Há muitas possibilidades para que Shopping Centers pratiquem o capitalismo consciente. A primeira tarefa é ter um propósito, ou criar ou apoiar iniciativas que encontrem eco na comunidade. Vejamos um exemplo em que um shopping de Uberlândia cria uma ação para apoiar as tartarugas da Bahia. É uma bela ação, mas não há muita conexão com a comunidade. Agora, se esse mesmo shopping fizer uma ação para revitalizar um lago da cidade, encontrará uma sinergia imediata, porque seus frequentadores se relacionam com essa realidade, elas irão associar o mall aos esforços realizados no lago, melhorando a autoestima da cidade. As pessoas não esquecem.
Portal Abrasce – O livro Fundamentos do Capitalismo Consciente se presta a elucidar mais este conceito. Que temas você se preocupou em concentrar as atenções?
Thomas Eckschmidt – O livro tem causado impacto na comunidade não só no Brasil como em alguns outros países. Os representantes do capitalismo consciente do México e da Espanha já entraram em contato para fazer uma edição em espanhol. No final de maio, estaremos em Cuba para lançar uma versão adaptada do conteúdo do livro.
Nosso livro tem uma abordagem diferente pois ele conecta o mundo analógico ao digital, levando o leitor para vídeos e conteúdos on-line, e exercícios para desenvolver a sua própria jornada de capitalismo consciente.
Portal Abrasce – Por fim, a empresa que atua desta forma também atrai talentos que querem se engajar em propósitos que valem a pena. Há outros benefícios?

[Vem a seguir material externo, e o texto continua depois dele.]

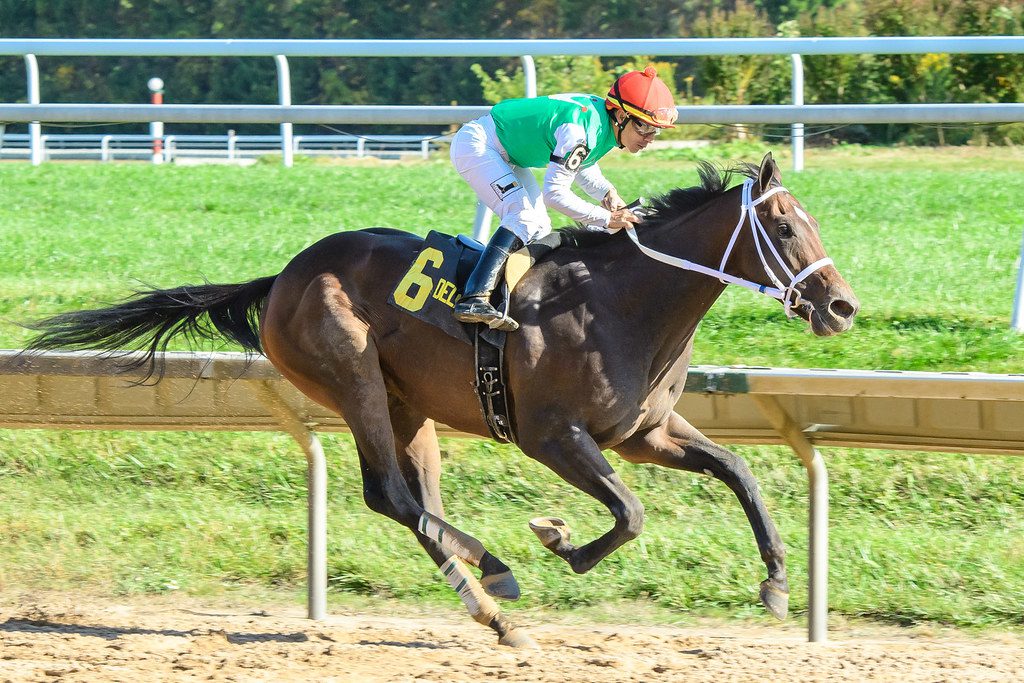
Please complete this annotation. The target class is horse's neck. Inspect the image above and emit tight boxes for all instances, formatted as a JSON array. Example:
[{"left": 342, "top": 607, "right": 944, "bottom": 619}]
[
  {"left": 596, "top": 194, "right": 739, "bottom": 377},
  {"left": 618, "top": 195, "right": 738, "bottom": 326}
]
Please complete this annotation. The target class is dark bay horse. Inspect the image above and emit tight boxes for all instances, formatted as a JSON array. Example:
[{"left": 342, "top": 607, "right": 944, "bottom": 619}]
[{"left": 25, "top": 153, "right": 858, "bottom": 648}]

Thomas Eckschmidt – O grande desafio das empresas é atrair e reter talentos. Quem consegue fazer isso da melhor maneira são aquelas que tem uma causa e um propósito. Isso permite que as pessoas se engajem na causa, sintam-se responsáveis pelas ações e decisões do negócio.
A comunidade passa a defender os interesses da empresa; os fornecedores passam a privilegiar ou dar preferência para as parcerias nas quais as relações são mais justas e transparentes; os funcionários passam a ser mais criativos e colaboraram sem medo; e os consumidores são mais fiéis, e grandes promotores da marca.
Esses são apenas alguns benefícios, sendo que o mais importante benefício é o impacto financeiro. Empresas com essas práticas têm gerado resultados financeiros 15 a 10 vezes superior à média de mercado. O livro “Empresas Humanizadas”, coescrito por Raj Sisodia, destaca que no período de 1998 a 2013, as empresas humanizadas tiveram retorno 10 vezes superior à média na bolsa dos Estados Unidos. Neste período, a bolsa subiu 160%, e as empresas humanizadas subiram 1600%.
Significa que fazendo o bem a gente pode se dar bem. Mais que isso, fazendo o bem a gente pode se dar muito melhor que a média do mercado, em todos os valores que podem ser gerados por um negócio.